We establish a weighted $L^p$ norm estimate for the Bergman projection for a class of pseudoconvex domains. We obtain an upper bound for the weighted $L^p$ norm when the domain is, for example, a bounded smooth strictly pseudoconvex domain, a pseudoconvex domain of finite type in ${\mathbb{C}}^2$, a convex domain of finite type in ${\mathbb{C}}^n$, or a decoupled domain of finite type in ${\mathbb{C}}^n$. The upper bound is related to the Bekollé-Bonami constant and is sharp. When the domain is smooth, bounded, and strictly pseudoconvex, we also obtain a lower bound for the weighted norm.
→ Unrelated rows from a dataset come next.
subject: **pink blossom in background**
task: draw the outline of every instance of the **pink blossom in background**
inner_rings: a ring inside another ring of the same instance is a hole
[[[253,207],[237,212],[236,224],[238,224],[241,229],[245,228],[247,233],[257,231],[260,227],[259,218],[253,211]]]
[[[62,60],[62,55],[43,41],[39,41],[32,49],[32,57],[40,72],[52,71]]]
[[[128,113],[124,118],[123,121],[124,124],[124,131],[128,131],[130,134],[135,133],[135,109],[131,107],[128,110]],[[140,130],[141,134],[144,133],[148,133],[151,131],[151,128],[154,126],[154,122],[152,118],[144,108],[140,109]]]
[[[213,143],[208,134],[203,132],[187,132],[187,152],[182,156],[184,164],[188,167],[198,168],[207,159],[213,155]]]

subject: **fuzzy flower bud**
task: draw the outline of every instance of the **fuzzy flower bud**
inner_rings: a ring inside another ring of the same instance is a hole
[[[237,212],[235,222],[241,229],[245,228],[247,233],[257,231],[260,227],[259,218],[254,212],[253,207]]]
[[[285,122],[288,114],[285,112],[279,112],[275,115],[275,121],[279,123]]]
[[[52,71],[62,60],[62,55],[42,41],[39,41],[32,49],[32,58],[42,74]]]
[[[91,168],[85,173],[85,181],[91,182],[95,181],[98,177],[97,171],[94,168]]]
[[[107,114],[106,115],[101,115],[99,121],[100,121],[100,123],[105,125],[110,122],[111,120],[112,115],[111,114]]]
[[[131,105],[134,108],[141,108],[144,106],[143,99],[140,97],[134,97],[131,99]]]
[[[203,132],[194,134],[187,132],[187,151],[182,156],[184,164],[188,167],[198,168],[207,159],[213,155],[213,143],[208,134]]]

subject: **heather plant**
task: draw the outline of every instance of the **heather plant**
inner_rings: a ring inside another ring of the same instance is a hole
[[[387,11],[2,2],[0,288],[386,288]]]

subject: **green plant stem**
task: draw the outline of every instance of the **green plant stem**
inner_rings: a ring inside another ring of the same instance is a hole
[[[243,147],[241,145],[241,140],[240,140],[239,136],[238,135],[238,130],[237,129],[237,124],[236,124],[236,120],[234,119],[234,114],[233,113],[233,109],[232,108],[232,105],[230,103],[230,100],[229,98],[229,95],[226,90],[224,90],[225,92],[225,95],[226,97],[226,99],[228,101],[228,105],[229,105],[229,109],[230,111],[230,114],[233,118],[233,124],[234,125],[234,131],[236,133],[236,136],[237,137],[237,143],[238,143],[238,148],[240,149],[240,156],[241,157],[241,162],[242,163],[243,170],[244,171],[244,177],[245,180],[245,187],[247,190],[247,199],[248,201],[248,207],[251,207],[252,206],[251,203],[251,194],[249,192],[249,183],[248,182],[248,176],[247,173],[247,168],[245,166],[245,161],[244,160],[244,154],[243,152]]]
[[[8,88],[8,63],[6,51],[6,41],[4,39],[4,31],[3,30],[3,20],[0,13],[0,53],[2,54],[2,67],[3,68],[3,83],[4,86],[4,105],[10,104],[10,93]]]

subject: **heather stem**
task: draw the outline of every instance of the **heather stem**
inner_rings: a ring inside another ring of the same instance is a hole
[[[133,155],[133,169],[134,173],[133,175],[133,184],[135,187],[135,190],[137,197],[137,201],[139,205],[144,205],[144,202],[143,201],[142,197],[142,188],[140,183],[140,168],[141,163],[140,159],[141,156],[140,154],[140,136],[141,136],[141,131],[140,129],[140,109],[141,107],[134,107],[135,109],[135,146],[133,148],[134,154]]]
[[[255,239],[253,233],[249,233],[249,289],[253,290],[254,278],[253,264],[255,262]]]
As an additional application of the method of proof, we obtain the result that the Bergman projection is weak-type $(1,1)$ on these domains.

我们建立一个加权 ${\mathrm{大号}}^p$一类伪凸域的Bergman投影的范数估计。我们获得了加权的上限${\mathrm{大号}}^p$ 当域是例如有界的光滑严格伪凸域时的范数，该域是有限类型的伪凸域 ${\mathbb{C}}^{\mathrm{2个}}$，其中的有限类型的凸域 ${\mathbb{C}}^{ñ}$，或in中有限类型的解耦域 ${\mathbb{C}}^{ñ}$。上限与Bekollé-Bonami常数相关，并且很锐利。当该域是光滑的，有界的并且严格伪伪凸时，我们还获得了加权范数的下界。作为证明方法的另一项应用，我们获得了伯格曼投影为弱类型的结果$（\mathrm{1个}，\mathrm{1个}）$ 在这些域上。